Agape (the noun not the verb) is the Greek word for God’s love. It is used 18 times in 1 John. But, the 16th time the noun love is used John writes, “But perfect love casts out fear.”

So, we are seeing a connection between the number 16 and the word love. But, not just any love, perfect love.

But, 16 is eight times two. Eight is the number that represents new creation. We saw that above in Leviticus 12:1-4 when it said the male child was circumcised on the eighth day. Circumcision, baptism, death to life, and old man and new man are tied together in the New Testament.

The new creation, God’s kingdom, comes to earth through Jesus. In Matthew 7:21, Jesus says, “Not everyone who says to me, ‘Lord, Lord,’ will enter the kingdom of heaven, but the one who does the will of my Father who is in heaven.”

What is the will of the Father? His commandments.

In Matthew 22, a lawyer asked Jesus, “Teacher, which is the great commandment in the Law?” In verses 37-40, Jesus replied, “You shall love the Lord your God with all your heart and with all your soul and with all your mind. This is the great and first commandment. And a second is like it: You shall love your neighbor as yourself. On these two commandments depend all the Law and the Prophets.”

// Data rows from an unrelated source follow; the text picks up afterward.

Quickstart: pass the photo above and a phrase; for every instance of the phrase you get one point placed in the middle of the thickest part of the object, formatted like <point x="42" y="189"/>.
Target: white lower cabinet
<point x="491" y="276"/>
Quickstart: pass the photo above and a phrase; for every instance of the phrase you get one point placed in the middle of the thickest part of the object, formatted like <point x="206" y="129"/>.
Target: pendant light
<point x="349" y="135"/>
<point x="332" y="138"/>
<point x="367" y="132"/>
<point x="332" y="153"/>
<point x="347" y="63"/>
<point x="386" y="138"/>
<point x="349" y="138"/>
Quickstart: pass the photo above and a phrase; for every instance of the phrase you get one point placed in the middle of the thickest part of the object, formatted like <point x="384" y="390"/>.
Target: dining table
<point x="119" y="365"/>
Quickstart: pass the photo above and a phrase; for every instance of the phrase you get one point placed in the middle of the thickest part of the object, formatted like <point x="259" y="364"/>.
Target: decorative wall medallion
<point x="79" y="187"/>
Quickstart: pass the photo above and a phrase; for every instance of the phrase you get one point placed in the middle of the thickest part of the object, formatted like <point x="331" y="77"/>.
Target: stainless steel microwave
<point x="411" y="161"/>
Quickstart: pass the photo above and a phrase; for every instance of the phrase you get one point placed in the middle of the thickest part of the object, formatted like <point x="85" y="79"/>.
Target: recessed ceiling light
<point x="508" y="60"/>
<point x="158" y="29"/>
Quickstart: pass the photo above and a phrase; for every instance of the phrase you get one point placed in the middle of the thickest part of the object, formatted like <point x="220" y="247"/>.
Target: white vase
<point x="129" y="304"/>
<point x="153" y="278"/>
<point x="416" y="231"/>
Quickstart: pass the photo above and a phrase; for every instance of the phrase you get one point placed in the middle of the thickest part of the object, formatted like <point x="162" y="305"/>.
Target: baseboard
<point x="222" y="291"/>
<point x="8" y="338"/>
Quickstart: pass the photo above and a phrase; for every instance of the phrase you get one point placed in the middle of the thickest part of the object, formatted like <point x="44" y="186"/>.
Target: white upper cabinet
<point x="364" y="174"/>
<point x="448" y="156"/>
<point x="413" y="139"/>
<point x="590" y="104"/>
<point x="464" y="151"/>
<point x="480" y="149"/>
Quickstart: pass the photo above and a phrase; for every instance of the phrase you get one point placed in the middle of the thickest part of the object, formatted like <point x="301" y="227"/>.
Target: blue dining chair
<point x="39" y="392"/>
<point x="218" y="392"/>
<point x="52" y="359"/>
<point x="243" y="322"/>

In the new creation (8), there are commandments (2) that must be obeyed.

The resurrection (3) gave us the Spirit, who makes it possible for us to obey to the two (2) commandments of love in the new creation (8). Multiply those together and you get 48. And, it is God’s loving kindness that draws, or reconciles, people to him.

4 x 12 = 48

Four is the number of creation. And, four is the number of the universal knowledge of Christ, as in the four-fold gospel.

The number 12 speaks to God’s power and authority.

All power and authority has been given to Jesus for him to recreated the world, reconciling it to God.

6 x 8 = 48

Six is the number of work. In six days God created the world. For six days he worked, and on the seventh day he rested.

Again, eight is the number of new creation. The work of Christ that he came into the world to is recreate the world to reconcile it to God (John 1).

The Levites’ inheritance of 48 cities and their pasturelands is all about the ministry of reconciliation.